At a Glance
- Tasks: Prepare and analyse data, develop ML models for thermal comfort in buildings.
- Company: Swansea University, a collaborative workplace focused on innovation.
- Benefits: Part-time role with flexible hours and a focus on work-life balance.
- Other info: 10-month fixed-term position with opportunities for academic contributions.
- Why this job: Join a cutting-edge project that impacts smart building innovations.
- Qualifications: Experience in Python-based machine learning and a passion for sustainability.
The predicted salary is between 20000 - 25000 € per year.
Swansea University is looking for a part-time Research Assistant for a 10-month fixed-term position at the Bay Campus. This role supports a project on machine learning for thermal comfort in buildings.
Responsibilities include:
- Preparing and analyzing environmental data
- Developing data-efficient ML models
- Contributing to academic outputs and stakeholder engagement
Ideal candidates should have experience in Python-based machine learning and an interest in smart building innovations. A collaborative workplace with a focus on work-life balance.
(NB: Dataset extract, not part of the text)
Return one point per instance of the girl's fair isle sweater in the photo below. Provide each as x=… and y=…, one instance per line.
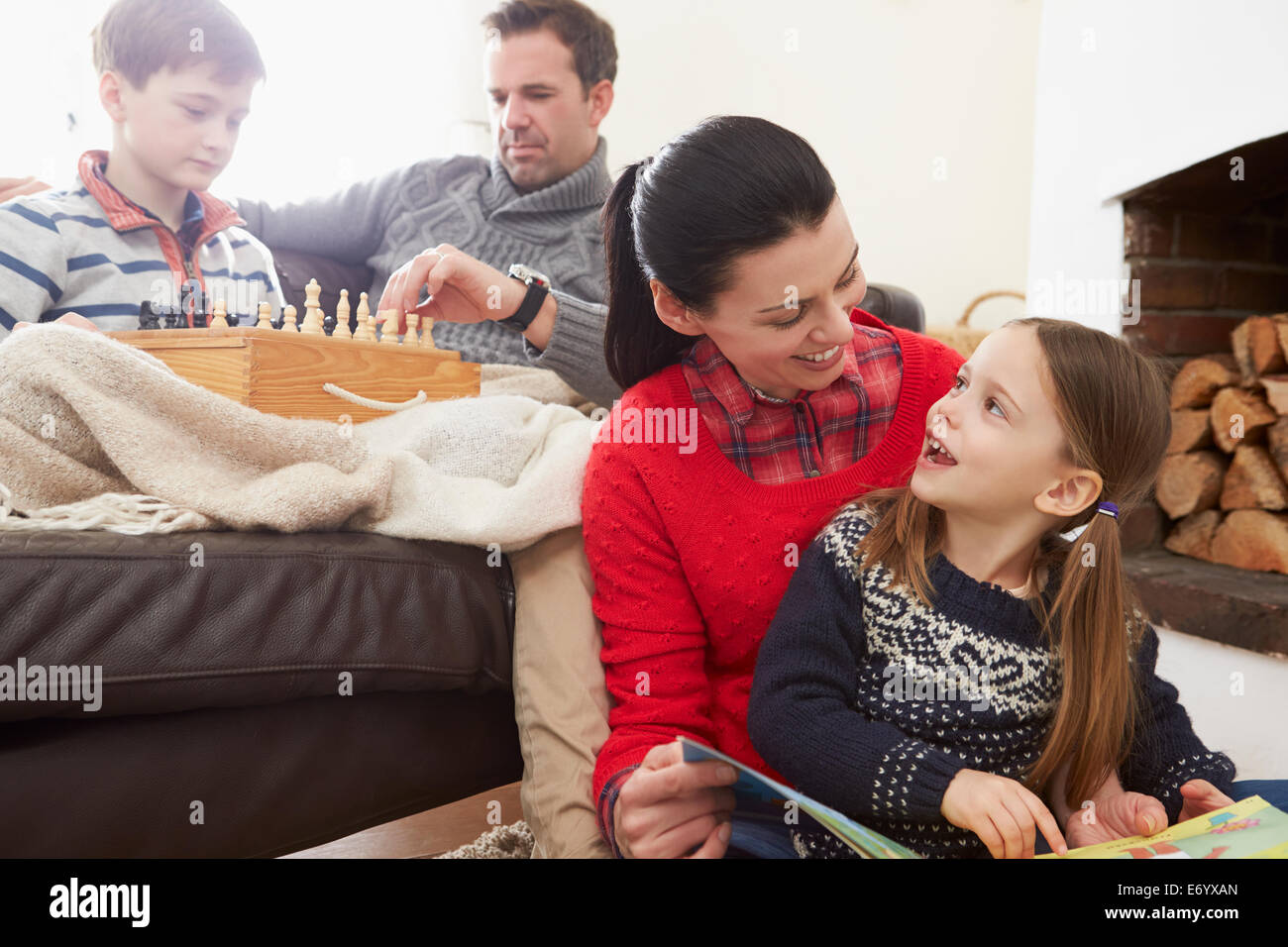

Explainable ML Researcher for Thermal Comfort in Buildings in Swansea employer: Swansea University
Swansea University offers a dynamic and collaborative work environment, perfect for those passionate about advancing research in machine learning and smart building technologies. With a strong emphasis on work-life balance and opportunities for professional growth, employees are encouraged to engage in meaningful projects that contribute to both academic excellence and real-world applications. Located at the scenic Bay Campus, the university provides a unique setting that fosters innovation and creativity among its staff.
StudySmarter Expert Advice🤫
We think this is how you could land Explainable ML Researcher for Thermal Comfort in Buildings in Swansea
✨Tip Number 1
Network like a pro! Reach out to people in the field of machine learning and thermal comfort. Attend relevant events or webinars, and don’t be shy to ask for informational interviews – you never know who might have a lead on that perfect role!
✨Tip Number 2
Show off your skills! Create a portfolio showcasing your Python-based machine learning projects. This could be anything from data analysis to model development. Having tangible examples of your work can really set you apart when chatting with potential employers.
✨Tip Number 3
Tailor your approach! When reaching out to Swansea University or similar organisations, make sure to highlight your interest in smart building innovations and how your experience aligns with their project goals. Personal touches can make a big difference!
✨Tip Number 4
Don’t forget to apply through our website! We’ve got loads of opportunities that might just be the right fit for you. Plus, applying directly shows your enthusiasm and commitment to joining our collaborative workplace.
We think you need these skills to ace Explainable ML Researcher for Thermal Comfort in Buildings in Swansea
Some tips for your application 🫡
Tailor Your CV:Make sure your CV highlights your experience with Python-based machine learning and any relevant projects. We want to see how your skills align with the role, so don’t be shy about showcasing your achievements!
Craft a Compelling Cover Letter:Your cover letter is your chance to shine! Tell us why you're passionate about thermal comfort in buildings and how you can contribute to our project. Keep it engaging and personal – we love to see your personality come through.
Showcase Your Collaborative Spirit:Since this role involves stakeholder engagement, let us know about your teamwork experiences. Share examples of how you've worked with others to achieve common goals – we value collaboration at StudySmarter!
Apply Through Our Website:We encourage you to apply directly through our website for a smoother process. It’s the best way to ensure your application gets into our hands quickly, and we can’t wait to hear from you!
How to prepare for a job interview at Swansea University
✨Know Your ML Basics
Brush up on your machine learning fundamentals, especially those related to thermal comfort. Be ready to discuss Python libraries you’ve used and how they apply to data-efficient models. This shows you’re not just familiar with the theory but can also implement it practically.
✨Show Your Passion for Smart Buildings
Make sure to express your interest in smart building innovations during the interview. Share any relevant projects or experiences that highlight your enthusiasm. This will help you connect with the interviewers and demonstrate that you’re a good fit for their collaborative environment.
✨Prepare for Data Analysis Questions
Expect questions about preparing and analysing environmental data. Think of specific examples from your past work where you tackled similar challenges. Being able to articulate your thought process will impress the interviewers and show your analytical skills.
✨Engage with Stakeholder Scenarios
Since stakeholder engagement is part of the role, prepare to discuss how you would communicate complex ML concepts to non-technical audiences. Practise explaining your work in simple terms, as this will demonstrate your ability to bridge the gap between technical and non-technical stakeholders.